The selections are distributed fairly evenly throughout the history of the blog, so if you have started reading this blog only recently, you will encounter pieces in the book that you probably haven't read before. While it's true that all the articles are out there for the reading without your having to buy the book, there's something to be said for the selection process, as the book represents less than 10% of the total number of articles—the most interesting 10%, I hope.
Those of you who have instructional responsibilities regarding engineering ethics may have found engineering-ethics case studies on the web in various places. For example, Texas A&M maintains a website with case studies, as does the Illinois Institute of Technology, the National Academy of Engineering's OnlineEthics Center, and the National Society of Professional Engineers. What the NSPE has is actually summaries of cases brought before their board of review, stripped of identifying information. While these collections are useful, their scope is sometimes limited to certain types of engineering (e. g. civil), and they can sometimes be on the dry side.
While I didn't put together Ethical and Otherwise exclusively with the classroom in mind, I hope ethics instructors will find it useful. All the articles are about the same length (I aim for a thousand words, more or less), and they are all drawn from real-life situations of one kind or another. While I haven't tried to do a full-dress scholarly bibliography, all the URLs referenced in the book were still working at the time of publication. So I think it will be a useful and possibly even entertaining resource for those who teach ethics-related technical subjects.
Because most of the articles are independent of the others, it's the kind of book you can pick up and put down almost at random. To be frank, I don't use a Kindle much myself, but my impression is that the kind of lighter tell-me-a-story reading that Ethical and Otherwise has lots of, is fairly well suited to the ebook format.

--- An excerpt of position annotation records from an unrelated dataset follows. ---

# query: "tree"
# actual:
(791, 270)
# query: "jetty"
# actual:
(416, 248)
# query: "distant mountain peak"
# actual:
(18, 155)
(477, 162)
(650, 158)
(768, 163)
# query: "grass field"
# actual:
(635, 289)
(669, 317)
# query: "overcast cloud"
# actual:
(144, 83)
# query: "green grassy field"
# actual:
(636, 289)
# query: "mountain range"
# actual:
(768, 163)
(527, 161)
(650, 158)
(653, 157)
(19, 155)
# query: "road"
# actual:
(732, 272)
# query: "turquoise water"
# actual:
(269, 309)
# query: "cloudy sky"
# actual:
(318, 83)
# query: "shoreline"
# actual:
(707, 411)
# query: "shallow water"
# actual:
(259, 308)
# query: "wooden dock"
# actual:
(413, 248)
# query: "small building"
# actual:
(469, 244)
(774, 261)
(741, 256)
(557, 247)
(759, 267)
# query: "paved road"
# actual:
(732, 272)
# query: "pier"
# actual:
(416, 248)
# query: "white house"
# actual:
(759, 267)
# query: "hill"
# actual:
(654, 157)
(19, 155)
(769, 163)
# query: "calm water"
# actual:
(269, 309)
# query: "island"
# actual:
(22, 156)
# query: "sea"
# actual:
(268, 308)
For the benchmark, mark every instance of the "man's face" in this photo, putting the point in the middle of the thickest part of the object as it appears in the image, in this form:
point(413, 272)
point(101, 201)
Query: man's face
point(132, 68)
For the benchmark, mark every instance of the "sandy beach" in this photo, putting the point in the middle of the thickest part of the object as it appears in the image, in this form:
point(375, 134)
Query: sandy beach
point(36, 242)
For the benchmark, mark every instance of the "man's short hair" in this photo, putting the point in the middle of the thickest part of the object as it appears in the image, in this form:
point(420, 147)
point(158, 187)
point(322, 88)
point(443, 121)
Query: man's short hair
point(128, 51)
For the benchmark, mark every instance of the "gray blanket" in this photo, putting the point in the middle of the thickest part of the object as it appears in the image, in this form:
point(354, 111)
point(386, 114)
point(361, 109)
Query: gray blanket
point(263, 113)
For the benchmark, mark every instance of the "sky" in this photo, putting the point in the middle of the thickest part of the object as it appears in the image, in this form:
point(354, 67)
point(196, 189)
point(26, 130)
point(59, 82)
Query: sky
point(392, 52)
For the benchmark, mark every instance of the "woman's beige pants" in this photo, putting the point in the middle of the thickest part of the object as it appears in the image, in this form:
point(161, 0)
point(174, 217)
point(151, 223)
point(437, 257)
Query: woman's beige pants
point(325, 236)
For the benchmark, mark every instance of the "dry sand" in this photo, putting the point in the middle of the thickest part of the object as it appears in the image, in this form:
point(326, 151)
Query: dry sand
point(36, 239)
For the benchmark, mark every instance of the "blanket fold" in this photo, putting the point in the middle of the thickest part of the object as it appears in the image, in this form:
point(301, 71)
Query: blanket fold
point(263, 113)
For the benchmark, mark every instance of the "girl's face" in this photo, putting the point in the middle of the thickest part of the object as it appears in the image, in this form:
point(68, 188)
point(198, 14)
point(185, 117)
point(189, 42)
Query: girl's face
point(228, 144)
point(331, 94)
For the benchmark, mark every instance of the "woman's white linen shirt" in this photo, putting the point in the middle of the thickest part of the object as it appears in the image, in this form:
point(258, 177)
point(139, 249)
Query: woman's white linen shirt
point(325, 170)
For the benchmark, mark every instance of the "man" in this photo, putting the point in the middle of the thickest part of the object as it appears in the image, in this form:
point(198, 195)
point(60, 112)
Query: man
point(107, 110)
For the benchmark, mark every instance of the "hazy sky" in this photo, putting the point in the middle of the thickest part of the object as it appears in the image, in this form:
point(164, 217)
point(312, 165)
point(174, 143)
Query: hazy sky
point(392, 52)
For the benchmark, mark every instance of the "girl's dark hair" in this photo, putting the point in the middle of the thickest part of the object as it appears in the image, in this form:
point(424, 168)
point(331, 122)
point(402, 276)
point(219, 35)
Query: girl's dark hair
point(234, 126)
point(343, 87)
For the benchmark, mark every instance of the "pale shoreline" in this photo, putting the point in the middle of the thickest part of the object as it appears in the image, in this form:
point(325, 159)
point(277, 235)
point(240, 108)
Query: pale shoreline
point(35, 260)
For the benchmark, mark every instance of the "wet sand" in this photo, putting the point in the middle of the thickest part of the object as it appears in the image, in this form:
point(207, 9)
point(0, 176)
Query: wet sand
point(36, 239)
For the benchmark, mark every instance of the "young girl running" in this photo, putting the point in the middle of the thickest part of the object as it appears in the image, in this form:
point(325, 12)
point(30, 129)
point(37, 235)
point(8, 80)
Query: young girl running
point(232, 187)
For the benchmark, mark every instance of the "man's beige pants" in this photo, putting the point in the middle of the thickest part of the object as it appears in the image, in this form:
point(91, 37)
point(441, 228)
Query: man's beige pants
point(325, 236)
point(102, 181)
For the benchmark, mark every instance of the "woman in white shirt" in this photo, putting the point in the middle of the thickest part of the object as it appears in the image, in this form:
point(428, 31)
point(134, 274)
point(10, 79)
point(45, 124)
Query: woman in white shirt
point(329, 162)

At any rate, that's what the book is about, and so if you're looking for more of a dose of this sort of thing than my weekly posts provide, consider buying Ethical and Otherwise. As far as sales go, I'll be happy if it earns back the $125 it cost to buy the ISBN number. If after reading it, you like it, you will earn my undying gratitude by writing a favorable review on Amazon. But don't let my urging bias your review. That would be unethical, wouldn't it?
Sources: Ethical and Otherwise: Engineering In the Headlines is available in the Kindle format at http://www.amazon.com/dp/B018KQ1K7C. To find the iBook version in the iTunes store, go all the way to the bottom of the iTunes main page where it says "Explore" and click Books, then in the search box at the upper-right corner type "Ethical and Otherwise." Texas A&M's collection of civil-engineering ethics cases can be found at http://ethics.tamu.edu/CaseStudies.aspx. The case collection at the Illinois Institute of Technology is at http://ethics.iit.edu/eelibrary/case-study-collection. The National Academy of Engineering's Online Ethics Center has case studies and other ethics-related material on its main website at http://www.onlineethics.org. And the National Society of Professional Engineers keeps their review board cases at http://www.nspe.org/resources/ethics/ethics-resources/board-of-ethical-review-cases. The phenomenon of a medium (such as a blog) advertising itself is known (at least to me) as Stephan's Law, as described in my blog of Dec. 15, 2014.